Remember the model sees a 1-mean-scaled target KPI (with mean value 1). We pass in N media channels each channel has mean value 1 post-scaling. After adstock effects, the N media channels are still mean value 1 as adstock is scale preserving. After saturation effects, Hill function translates into a 1-max signal, while exponent saturation will also strictly reduce. However in both cases saturation functions tends to reduce the scale only minorly, so I'm going to ignore.
You now have N channels with 1(ish) mean scale, transformed by adstock/saturation, and you are learning the ROI effect, to multiply these channels by so that they sum (with seasonality, baseline, control channels) to the target KPI that has 1-mean. The priors you pass in would be too large if you simply multiplied those by 1-mean channels. That's why HalfNormal is such a good distribution to not strongly inform and bias the model to have the coefficients too high. As we use the priors to set the scale of the HalfNormal prior distributions, which still places the highest probably values as near 0.

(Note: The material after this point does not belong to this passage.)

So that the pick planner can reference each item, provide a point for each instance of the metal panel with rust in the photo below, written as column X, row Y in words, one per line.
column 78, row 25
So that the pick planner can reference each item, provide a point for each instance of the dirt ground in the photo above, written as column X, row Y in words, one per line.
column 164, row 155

The important thing is the priors for your channels are correct relative to eachother based on their scale (number of impressions) and experimental ROI (effectiness of their impressions). How you scale these to make sense in your bayesian model (in the example notebooks, they 0.15 mean scale the array), depends on your prior beliefs of how much media contributes to your KPI.
I feel very dense for some reason on this topic - I love that you are talking through it with me!

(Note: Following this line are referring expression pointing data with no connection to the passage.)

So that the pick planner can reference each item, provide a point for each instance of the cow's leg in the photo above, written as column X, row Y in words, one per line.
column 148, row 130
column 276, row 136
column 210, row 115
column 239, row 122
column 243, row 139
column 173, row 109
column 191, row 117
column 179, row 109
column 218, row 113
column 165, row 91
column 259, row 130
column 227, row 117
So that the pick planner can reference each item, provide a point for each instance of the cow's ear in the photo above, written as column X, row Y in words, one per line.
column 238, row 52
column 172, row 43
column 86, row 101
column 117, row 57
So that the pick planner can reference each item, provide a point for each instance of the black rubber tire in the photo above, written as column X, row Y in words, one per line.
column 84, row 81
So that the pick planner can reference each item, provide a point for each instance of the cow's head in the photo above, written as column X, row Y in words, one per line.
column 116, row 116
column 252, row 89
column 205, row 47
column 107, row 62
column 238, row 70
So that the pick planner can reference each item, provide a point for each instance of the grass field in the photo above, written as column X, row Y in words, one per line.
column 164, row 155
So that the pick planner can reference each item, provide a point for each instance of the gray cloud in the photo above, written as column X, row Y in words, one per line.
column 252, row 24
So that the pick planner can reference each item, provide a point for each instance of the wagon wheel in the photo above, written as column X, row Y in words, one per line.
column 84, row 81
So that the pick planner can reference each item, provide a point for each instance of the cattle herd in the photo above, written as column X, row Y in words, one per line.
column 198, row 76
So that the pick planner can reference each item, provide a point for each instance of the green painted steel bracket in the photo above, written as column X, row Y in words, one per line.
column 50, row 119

I see that you are creating the priors as (avg weekly impression amount * (revenue per impression from the experiment)) and then normalizing the array to have mean of 1 (divide by the average of the array).
-
Are you saying that it would be proper to multiply these priors [1.15134371, 0.84865629] by 0.15 to represent what? The 0.15 represents...?
-
I think I see that this approach produces priors that are correct in their relative weight compared to each other and they are scaled to be mean-1 which I guess makes sense as the target and media are all as well. What I dont see though is how this produces an outcome where the betas on the media impressions (ignoring adstock and saturation) is close to the experiment. In some testing of using lightweightmmm or coding myself in pymc, with no other control variables, the ROI is much too high on the media (too high relative to experiments / prior knowledge). So, I want to constrain them to essentially match or be close to the results of experiments.
So, in my example, I would expect the back transformed beta value to be 0.44 because every impression should cause 0.44 in revenue. So I feel like I want the prior on the beta to have a lot of mass at that value, albeit in the standardized space of media and the outcome of the model (revenue).
If I have 50,000 impressions of media, which would be 50000/3700000 in 1-mean media space you'd multiply it in the model by beta (= 0.19)*** which equals 0.00256757. Given the mean revenue above, to transform this out of 1-mean space to the original value, you'd multiply it by 8500000 which equals (0.00256757 * 8500000 ) 21824.345.
21824.345 / 50000 = 0.4364869
0.4364869 is the revenue per impression, which is what we saw (with round off) in the experiment. Thats why I think I want the mass of my prior to be 0.19 and I want to really force the model to keep the beta close to that.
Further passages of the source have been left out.